The winners group currently includes Agape Resource and Assistance Center, Family Promise of Collin County, Hope’s Door New Beginning Center, and Shiloh Place of McKinney.

“We created this grant to encourage collaboration among nonprofits with a focus on pressing mobility issues in North Texas,” said Al Smith, group vice president, Social Innovation, Toyota Motor North America.  “This holistic program aims to empower homeless women and their children to overcome crisis and poverty, helping them gain both physical and upward mobility.”

Announced in January to engage the community in North Texas, the grant initiative ties into Toyota’s national focus of mobility for all.  It aims to empower like-minded partners to collaborate on physical and/or social mobility issues in the local community.

The multi-pronged program includes efforts to:

• Provide safe and stable housing;
• Assist with reliable and affordable transportation;
• Facilitate childcare and youth development; and
• Improve earning capacity through education, job training, certification and job placement.

The grant is a joint initiative between Toyota Motor North America and Toyota Financial Services, administered in partnership with United Way of Metropolitan Dallas, and provides funds over a two-year period.

“By combining resources and sharing expertise, we can achieve greater collective impact to improve the lives of these women, their children, and generations to come,” said Karen Ideno, vice president of product, marketing, corporate social responsibility and communications, Toyota Financial Services. “We look forward to working with the collaborative, applying assets beyond dollars, to make a difference right here in our new backyard.”

Applicants, whether non-profit, academic, social entrepreneurs, or others, were to submit unique ideas to help create new solutions to existing problems through collaboration. United Way was part of the independent panel and the process to review the applications for the grant. The grant’s terms required two to five collaborative partners to come together to solve complex issues.

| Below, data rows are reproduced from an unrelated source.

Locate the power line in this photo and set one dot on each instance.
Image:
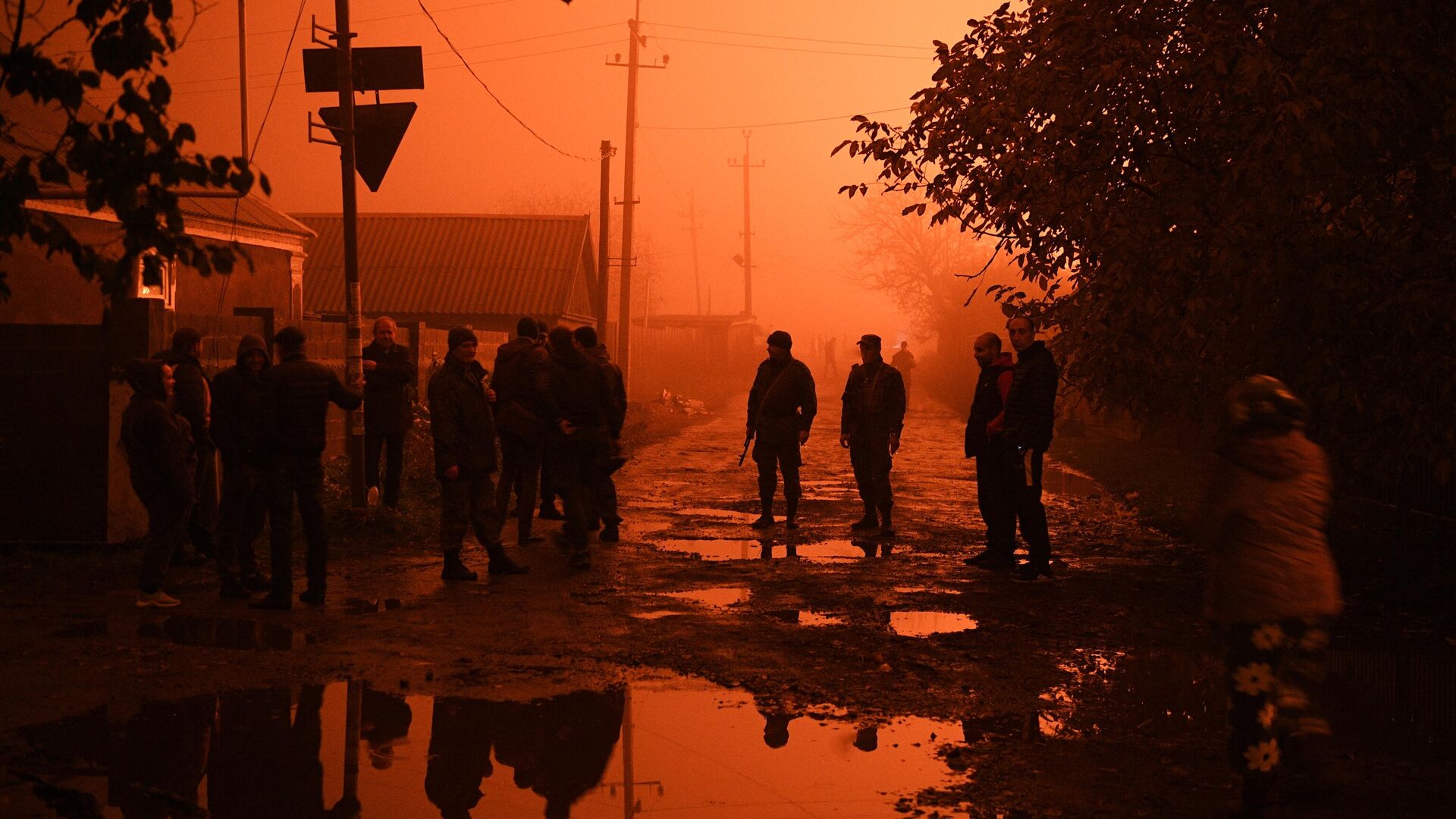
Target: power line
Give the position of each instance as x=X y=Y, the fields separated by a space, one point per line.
x=766 y=124
x=797 y=38
x=544 y=140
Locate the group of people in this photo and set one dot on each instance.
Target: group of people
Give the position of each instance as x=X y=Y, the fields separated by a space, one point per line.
x=555 y=407
x=1008 y=433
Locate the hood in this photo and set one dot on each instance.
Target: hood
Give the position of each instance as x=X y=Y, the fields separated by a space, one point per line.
x=145 y=378
x=248 y=344
x=1277 y=458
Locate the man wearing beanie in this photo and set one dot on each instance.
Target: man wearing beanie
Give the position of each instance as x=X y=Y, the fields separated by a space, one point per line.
x=781 y=411
x=463 y=428
x=873 y=417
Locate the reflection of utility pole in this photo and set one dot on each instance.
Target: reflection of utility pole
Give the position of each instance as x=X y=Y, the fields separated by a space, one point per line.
x=692 y=231
x=747 y=226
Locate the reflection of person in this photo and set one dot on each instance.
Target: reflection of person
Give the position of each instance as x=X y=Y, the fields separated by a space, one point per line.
x=781 y=410
x=984 y=441
x=1272 y=582
x=871 y=423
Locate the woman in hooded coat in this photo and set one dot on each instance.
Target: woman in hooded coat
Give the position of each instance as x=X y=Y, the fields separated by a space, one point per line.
x=1273 y=583
x=162 y=460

“Solving complex community challenges requires much more than investing in a single program,” said Susan Hoff, chief strategy, impact and operations officer, United Way of Metropolitan Dallas. “Strong collaborations, such as the Collin County Mobility Collaborative, provide a multi-faceted approach to addressing pervasive and devastating issues through both direct services and systemic interventions.  United Way of Metropolitan Dallas is proud to partner with Toyota to identify effective solutions that will make a lasting difference for families.”

Collin County Mobility Collaborative was selected from more than 40 applications, representing approximately 150 nonprofits, academic institutions and social entrepreneurs.

“Despite the rapid growth of Collin County, there are many women and children in need,” said Janet Collinsworth, founder & executive director, Agape Resource and Assistance Center. “Our approach taps into the strengths of each of our organizations, providing a holistic approach that addresses housing, transportation, childcare, education and support services.  Through this effort our hope is not only to empower these women, but also to create a model of collaboration with a program that can be replicated.”